O abandono do Spotify à música eletrônica de pista

Por Isabela Junqueira em Storytelling 21.01.2022

Independência, adjetivação que caminha ao lado da música eletrônica underground desde a ignição. Seja pela manutenção da essência clubber, a necessidade de libertação para criar ou em consequência a sequelas de um tabu histórico sentidas até os dias atuais. Fato é que a engrenagem da música eletrônica underground encontrou um modus operandi bem específico para seguir rodando: a emancipação. É claro que não ter de suprir demandas comerciais e modelos engessados com foco em vendas é um lado positivo, mas para uma máquina girar em sua máxima potência, alguns suportes são indispensáveis. Na era dos streamings musicais principalmente.

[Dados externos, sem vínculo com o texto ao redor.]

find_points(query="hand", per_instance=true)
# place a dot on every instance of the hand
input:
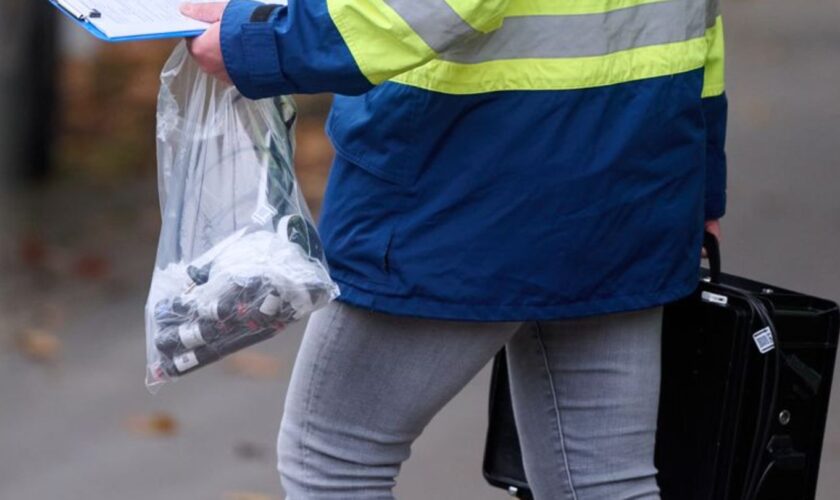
(712, 226)
(206, 49)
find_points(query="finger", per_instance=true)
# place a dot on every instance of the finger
(210, 12)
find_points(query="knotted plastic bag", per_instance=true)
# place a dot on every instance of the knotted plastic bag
(239, 258)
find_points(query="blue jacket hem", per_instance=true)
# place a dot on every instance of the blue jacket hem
(422, 307)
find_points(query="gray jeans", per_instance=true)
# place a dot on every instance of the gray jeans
(365, 384)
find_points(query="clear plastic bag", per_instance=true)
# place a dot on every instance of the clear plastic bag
(239, 258)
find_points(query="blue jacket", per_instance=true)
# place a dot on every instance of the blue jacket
(500, 197)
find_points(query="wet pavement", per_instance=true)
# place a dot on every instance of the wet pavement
(77, 423)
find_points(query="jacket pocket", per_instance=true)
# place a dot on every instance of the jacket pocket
(377, 131)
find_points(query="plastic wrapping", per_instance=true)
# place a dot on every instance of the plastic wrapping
(239, 258)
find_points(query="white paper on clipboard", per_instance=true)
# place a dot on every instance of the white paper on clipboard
(133, 18)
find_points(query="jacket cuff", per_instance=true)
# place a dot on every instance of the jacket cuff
(249, 48)
(715, 205)
(715, 111)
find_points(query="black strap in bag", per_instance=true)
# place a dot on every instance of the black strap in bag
(746, 378)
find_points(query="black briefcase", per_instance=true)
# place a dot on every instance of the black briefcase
(746, 378)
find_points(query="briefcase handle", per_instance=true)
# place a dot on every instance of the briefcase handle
(712, 246)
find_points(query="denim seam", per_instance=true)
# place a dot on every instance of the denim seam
(553, 388)
(316, 381)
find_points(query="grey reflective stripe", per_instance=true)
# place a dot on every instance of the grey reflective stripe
(585, 35)
(434, 21)
(712, 11)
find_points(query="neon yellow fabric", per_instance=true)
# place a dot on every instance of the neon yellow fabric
(558, 74)
(386, 48)
(381, 42)
(565, 7)
(714, 81)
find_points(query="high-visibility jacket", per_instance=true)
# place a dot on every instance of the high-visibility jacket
(504, 159)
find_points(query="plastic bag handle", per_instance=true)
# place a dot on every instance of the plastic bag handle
(712, 246)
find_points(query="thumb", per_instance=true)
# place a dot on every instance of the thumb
(209, 12)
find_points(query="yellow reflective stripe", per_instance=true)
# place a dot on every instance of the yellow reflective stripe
(569, 7)
(714, 80)
(381, 42)
(483, 15)
(558, 74)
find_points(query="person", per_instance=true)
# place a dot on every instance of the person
(530, 174)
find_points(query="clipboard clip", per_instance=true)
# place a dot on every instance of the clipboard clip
(72, 10)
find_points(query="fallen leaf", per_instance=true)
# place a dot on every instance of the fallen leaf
(253, 365)
(155, 424)
(39, 345)
(248, 495)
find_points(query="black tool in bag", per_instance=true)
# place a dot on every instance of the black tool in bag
(746, 378)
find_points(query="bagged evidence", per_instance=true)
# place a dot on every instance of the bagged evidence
(239, 258)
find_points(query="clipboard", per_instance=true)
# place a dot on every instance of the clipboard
(83, 19)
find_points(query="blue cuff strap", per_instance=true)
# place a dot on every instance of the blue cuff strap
(261, 55)
(249, 48)
(263, 13)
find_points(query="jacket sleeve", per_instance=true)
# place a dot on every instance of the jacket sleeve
(342, 46)
(715, 113)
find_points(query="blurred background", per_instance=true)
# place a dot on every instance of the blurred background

A plataforma Spotify, atualmente, se posiciona como o rei dos streamings: de acordo com dados da própria plataforma são 172 milhões de assinantes, 381 milhões de usuários ativos mensais, com presença em 184 mercados e mais de 70 milhões de faixas concentradas. Números estratosféricos que tornam o aplicativo, indiscutivelmente, a principal vitrine da música contemporânea. A partir desse quase monopólio, a plataforma foi a responsável por estabelecer a frutífera dinâmica de construção de playlists nichadas, sejam oficiais ou de curadores que têm suas seleções apreciadas — função que inclusive caminha para molde de profissão remunerada.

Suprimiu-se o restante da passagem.